In many software projects, different server solutions have been used: some products rely solely on a local database, others on cloud‑based databases, and some on on‑premise servers. Version management is relatively easier in the first case than the last, or more challenging in the last case. Consider a product that has been released after considerable effort. A few months or even a year later, new features have been added, the server version has been incremented, and a new release is ready for customers. However, not all customers want or are able to adopt these new features immediately. Some lack the capacity to upgrade, while others plan the transition for months in the future.

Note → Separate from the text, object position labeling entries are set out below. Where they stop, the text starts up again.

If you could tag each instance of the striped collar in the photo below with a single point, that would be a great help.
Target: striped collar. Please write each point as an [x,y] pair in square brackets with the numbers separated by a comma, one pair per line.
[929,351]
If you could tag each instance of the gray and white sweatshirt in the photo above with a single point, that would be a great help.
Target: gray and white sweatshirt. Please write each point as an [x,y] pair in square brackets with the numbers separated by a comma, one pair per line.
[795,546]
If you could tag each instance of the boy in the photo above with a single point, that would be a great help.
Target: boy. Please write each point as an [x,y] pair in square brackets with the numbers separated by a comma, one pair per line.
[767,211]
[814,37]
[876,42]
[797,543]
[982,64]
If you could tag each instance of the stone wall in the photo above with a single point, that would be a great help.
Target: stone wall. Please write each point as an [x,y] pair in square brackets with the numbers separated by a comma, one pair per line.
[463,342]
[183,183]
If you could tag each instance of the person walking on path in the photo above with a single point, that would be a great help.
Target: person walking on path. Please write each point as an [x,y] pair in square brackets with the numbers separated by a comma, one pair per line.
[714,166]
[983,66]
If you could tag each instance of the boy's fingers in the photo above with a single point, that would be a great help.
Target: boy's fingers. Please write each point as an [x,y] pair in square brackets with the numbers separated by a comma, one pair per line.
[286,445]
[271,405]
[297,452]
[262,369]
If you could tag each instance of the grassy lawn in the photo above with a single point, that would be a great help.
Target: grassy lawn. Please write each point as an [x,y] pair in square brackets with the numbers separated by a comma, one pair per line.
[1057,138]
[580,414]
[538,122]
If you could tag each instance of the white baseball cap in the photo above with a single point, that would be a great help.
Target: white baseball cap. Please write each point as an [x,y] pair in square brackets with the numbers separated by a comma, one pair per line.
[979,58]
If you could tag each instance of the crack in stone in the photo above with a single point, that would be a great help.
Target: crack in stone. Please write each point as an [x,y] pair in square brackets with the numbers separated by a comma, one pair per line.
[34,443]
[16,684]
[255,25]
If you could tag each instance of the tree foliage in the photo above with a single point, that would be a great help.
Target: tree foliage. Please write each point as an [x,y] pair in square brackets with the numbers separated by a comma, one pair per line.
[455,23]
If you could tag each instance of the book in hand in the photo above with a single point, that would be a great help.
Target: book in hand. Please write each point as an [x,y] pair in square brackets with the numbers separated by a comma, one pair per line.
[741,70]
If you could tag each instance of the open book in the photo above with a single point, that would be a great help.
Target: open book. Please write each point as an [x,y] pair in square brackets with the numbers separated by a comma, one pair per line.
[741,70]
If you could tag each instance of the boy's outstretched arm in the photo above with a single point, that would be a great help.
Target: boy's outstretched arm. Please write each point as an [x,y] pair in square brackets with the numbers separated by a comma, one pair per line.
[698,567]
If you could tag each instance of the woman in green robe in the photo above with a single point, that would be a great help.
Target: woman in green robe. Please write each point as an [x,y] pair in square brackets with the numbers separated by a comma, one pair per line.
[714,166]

From the perspective of the mobile client owner, how would this situation be handled?

When you have a project that needs to support multiple versions, the client should handle this gracefully. This becomes even more important when the server is on-premise. In mobile apps, there is no synchronized update between server and client because users update the app through the App Store or Google Play whenever they want. So the client needs to figure things out during its first communication with the server. For this, you need a sustainable strategy.

The Problem

There are a few things to keep in mind here:

  • You don’t know when (or if) users will update your app.
  • Version detection is a runtime task. Mobile apps are installed from app stores, not from your server.
  • As new versions are deployed, older ones must still be supported until they are explicitly dropped. This matters even more with on-premise servers, since supported versions can vary across deployments.
  • The mobile client can only know which version the server supports after it talks to the server.

Version Discovery: The Handshake Endpoint

If you don’t already know the version information, which version do you use to ask for it? That’s why you need a versionless discovery endpoint, in other words, a handshake endpoint you can call without knowing anything about the server’s current version first.

GET /api/hello
// or
GET /api/discover

// Response:
{
  "supportedVersions": ["1.0", "2.0", "3.0"],
  "minimumVersion": "1.0",
  "recommendedVersion": "3.0",
  "deprecatedVersions": ["1.0"],
  "sunset": {
    "1.0": "2025-06-01"
  }
}

Based on this response, the client performs version resolution: it finds the intersection of what the server supports and what the client supports, then picks the highest common version. Note that this is not HTTP content negotiation (the mechanism driven by Accept / Content-Type headers). What happens here is a client-side decision. The client selects the best version both sides can speak.

Deprecation Signaling: Including a sunset field in the discovery response to announce when deprecated versions will be removed is a good practice. The client can read this at startup and surface a warning to administrators before the cutoff arrives.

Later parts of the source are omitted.